Ressaltam os autores pesquisados que as mulheres africanas tiveram um papel de grande relevância na formação e transmissão de conhecimentos de suas culturas nativas, por meio do trabalho na Casa Grande, ainda que nessas casas o falar português tivesse influenciado, de modo particular, as vozes que elas traziam consigo das terras da África. À proporção que passava da senzala à cozinha da casa Grande e daí para a intimidade do lar e Ama ou Bá dos filhos do senhor rural, avançava a sua contribuição lingüística ao idioma português.

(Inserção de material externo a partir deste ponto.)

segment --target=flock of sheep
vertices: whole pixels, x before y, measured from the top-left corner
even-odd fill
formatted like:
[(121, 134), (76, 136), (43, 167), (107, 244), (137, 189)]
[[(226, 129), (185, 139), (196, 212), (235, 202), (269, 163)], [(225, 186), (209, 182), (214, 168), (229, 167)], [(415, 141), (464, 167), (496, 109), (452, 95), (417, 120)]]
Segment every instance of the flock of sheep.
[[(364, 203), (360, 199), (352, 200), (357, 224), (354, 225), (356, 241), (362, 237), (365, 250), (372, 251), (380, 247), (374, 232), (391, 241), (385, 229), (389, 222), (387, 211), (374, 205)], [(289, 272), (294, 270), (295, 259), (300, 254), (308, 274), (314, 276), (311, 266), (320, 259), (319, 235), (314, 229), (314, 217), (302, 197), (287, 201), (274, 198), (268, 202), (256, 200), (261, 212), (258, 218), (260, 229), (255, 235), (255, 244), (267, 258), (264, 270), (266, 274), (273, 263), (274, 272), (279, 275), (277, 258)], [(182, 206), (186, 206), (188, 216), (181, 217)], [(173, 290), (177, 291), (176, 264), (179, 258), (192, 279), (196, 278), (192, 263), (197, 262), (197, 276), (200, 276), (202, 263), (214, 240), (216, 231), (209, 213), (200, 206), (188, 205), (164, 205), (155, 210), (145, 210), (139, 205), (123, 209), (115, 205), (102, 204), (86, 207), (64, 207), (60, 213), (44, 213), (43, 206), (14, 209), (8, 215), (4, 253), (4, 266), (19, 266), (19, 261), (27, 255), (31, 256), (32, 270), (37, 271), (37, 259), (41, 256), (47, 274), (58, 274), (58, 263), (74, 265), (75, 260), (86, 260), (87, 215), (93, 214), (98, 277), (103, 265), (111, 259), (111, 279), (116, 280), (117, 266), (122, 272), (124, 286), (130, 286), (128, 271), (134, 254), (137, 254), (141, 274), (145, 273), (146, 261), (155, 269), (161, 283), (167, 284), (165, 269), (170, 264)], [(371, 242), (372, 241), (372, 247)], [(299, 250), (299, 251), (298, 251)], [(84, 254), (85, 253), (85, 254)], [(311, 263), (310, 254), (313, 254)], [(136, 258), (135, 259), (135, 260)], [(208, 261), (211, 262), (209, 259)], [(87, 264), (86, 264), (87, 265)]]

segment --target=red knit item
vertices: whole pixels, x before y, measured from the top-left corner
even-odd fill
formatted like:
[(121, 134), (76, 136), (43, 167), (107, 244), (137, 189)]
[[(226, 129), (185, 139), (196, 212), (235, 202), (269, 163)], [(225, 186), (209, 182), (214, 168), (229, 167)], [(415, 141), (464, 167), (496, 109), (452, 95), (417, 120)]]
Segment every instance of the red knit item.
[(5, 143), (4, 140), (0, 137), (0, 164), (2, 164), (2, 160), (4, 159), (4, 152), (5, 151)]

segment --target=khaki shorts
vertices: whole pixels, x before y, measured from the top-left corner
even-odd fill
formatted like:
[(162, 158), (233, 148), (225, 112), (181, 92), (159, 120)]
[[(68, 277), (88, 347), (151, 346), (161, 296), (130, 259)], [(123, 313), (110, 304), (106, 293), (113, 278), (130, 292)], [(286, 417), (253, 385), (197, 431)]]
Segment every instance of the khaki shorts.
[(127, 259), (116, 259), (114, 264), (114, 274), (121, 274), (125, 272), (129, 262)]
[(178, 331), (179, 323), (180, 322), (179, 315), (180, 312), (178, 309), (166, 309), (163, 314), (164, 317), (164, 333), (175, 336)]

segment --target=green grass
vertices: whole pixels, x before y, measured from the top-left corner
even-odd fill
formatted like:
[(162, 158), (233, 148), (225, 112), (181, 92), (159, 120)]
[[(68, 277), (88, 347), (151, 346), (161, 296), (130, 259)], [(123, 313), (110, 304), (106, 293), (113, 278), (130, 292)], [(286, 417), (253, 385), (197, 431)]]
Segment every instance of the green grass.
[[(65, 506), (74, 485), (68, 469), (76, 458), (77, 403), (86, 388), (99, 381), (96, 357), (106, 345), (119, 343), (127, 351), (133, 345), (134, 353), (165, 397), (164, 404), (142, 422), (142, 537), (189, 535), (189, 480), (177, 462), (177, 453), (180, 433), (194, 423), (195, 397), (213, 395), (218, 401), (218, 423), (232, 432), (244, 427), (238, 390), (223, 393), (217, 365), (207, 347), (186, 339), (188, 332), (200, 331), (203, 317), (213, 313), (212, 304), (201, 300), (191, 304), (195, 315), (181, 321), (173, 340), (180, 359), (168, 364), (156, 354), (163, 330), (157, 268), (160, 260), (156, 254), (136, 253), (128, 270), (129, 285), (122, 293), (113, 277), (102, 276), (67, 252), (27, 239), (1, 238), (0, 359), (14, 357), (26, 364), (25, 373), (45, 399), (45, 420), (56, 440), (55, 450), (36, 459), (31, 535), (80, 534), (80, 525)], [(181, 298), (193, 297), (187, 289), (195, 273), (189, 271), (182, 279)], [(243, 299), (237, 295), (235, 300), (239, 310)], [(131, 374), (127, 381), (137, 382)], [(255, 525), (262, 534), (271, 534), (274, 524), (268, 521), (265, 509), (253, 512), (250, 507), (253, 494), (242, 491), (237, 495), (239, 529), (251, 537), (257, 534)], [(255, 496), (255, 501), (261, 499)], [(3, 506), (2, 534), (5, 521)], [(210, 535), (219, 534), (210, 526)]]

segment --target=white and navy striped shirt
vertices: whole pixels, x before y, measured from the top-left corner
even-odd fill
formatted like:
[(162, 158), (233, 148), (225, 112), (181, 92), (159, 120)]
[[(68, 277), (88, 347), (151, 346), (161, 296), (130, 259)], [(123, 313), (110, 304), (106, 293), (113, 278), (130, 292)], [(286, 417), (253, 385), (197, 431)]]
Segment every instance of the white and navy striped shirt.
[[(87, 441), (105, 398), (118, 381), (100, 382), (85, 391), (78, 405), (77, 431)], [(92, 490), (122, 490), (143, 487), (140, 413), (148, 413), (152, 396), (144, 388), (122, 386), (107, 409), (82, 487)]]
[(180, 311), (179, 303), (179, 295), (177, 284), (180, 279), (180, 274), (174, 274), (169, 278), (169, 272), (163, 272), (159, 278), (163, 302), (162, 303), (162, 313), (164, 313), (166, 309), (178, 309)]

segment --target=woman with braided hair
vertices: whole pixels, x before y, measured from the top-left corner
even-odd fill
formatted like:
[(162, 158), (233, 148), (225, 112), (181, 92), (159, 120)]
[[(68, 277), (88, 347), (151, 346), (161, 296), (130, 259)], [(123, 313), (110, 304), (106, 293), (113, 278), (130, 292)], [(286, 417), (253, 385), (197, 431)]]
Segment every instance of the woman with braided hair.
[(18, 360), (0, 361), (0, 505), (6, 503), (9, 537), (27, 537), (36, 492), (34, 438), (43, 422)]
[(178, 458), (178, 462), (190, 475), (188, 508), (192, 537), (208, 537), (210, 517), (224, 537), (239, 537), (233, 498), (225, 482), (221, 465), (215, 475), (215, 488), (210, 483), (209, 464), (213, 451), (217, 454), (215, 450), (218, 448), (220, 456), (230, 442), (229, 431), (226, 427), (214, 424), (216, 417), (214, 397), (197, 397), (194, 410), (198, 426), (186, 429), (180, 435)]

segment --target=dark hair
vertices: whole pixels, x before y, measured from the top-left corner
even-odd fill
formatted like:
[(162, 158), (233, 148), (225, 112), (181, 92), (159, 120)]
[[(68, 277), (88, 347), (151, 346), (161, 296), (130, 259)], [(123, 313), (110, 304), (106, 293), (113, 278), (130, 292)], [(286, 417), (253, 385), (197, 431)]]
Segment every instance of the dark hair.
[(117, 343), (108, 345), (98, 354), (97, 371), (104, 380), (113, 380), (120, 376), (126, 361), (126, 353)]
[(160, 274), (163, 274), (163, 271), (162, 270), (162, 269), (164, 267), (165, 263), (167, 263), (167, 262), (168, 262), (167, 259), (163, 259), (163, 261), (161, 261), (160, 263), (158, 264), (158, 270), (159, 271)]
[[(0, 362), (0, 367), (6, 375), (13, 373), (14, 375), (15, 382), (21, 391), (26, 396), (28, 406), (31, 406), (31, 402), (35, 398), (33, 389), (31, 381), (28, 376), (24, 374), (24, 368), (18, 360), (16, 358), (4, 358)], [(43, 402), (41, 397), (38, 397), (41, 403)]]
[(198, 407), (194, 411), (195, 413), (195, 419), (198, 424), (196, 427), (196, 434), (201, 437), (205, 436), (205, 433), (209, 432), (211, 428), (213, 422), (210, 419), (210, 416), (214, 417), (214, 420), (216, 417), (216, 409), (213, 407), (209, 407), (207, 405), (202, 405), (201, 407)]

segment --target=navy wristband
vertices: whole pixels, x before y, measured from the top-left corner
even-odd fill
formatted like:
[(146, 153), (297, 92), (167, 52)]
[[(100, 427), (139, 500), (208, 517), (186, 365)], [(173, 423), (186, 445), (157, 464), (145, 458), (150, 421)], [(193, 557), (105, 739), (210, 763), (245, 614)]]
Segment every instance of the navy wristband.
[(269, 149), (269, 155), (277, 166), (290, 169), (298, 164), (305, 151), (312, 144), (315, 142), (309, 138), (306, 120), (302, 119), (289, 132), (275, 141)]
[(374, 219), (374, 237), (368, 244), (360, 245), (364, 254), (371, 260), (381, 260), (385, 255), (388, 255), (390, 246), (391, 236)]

Assim, o grande elemento caldeador era a Casa Grande, a infiltração da língua mestiça já existente se faria sentir na sua contribuição vocabular do negro. Nas cozinhas imensas, o angu, o anguzô, o guisado de quincombô e galinha, ou quenga, passara a fazer parte do vocabulário brasileiro e da mesa do português. As iguarias em que entravam gergelim, a farinha e o sal era chamado quimama; o quiabo associado ao camarão criaria o zorô; a abóbora designada porongo ou abóbora passou a ser usada para fazer doces ou salgados, de modo a se criar o quibebe. Dessa forma, novos pratos não só saciavam os prazeres da boa mesa do colonizador e de seus descendentes, como também acresciam ao idioma, pois estes falavam e contribuíam para que estas vozes passassem da cozinha para a sala de jantar da Casa Grande. A mesma influência se fez sentir na sua língua, mesclando lendas de seu povo com as indígenas e européias, quando as conhecia, de modo a exercerem o papel de amas- de-leite: aquelas que ofereciam às crianças brancas o leite de seus peitos e povoavam

suas memórias com histórias. (GLADSTONE, 1946 e 1974). Em síntese, é bem maior do que se imagina a colaboração dos africanos na formação do adstrato do vocabulário do idioma português brasileiro.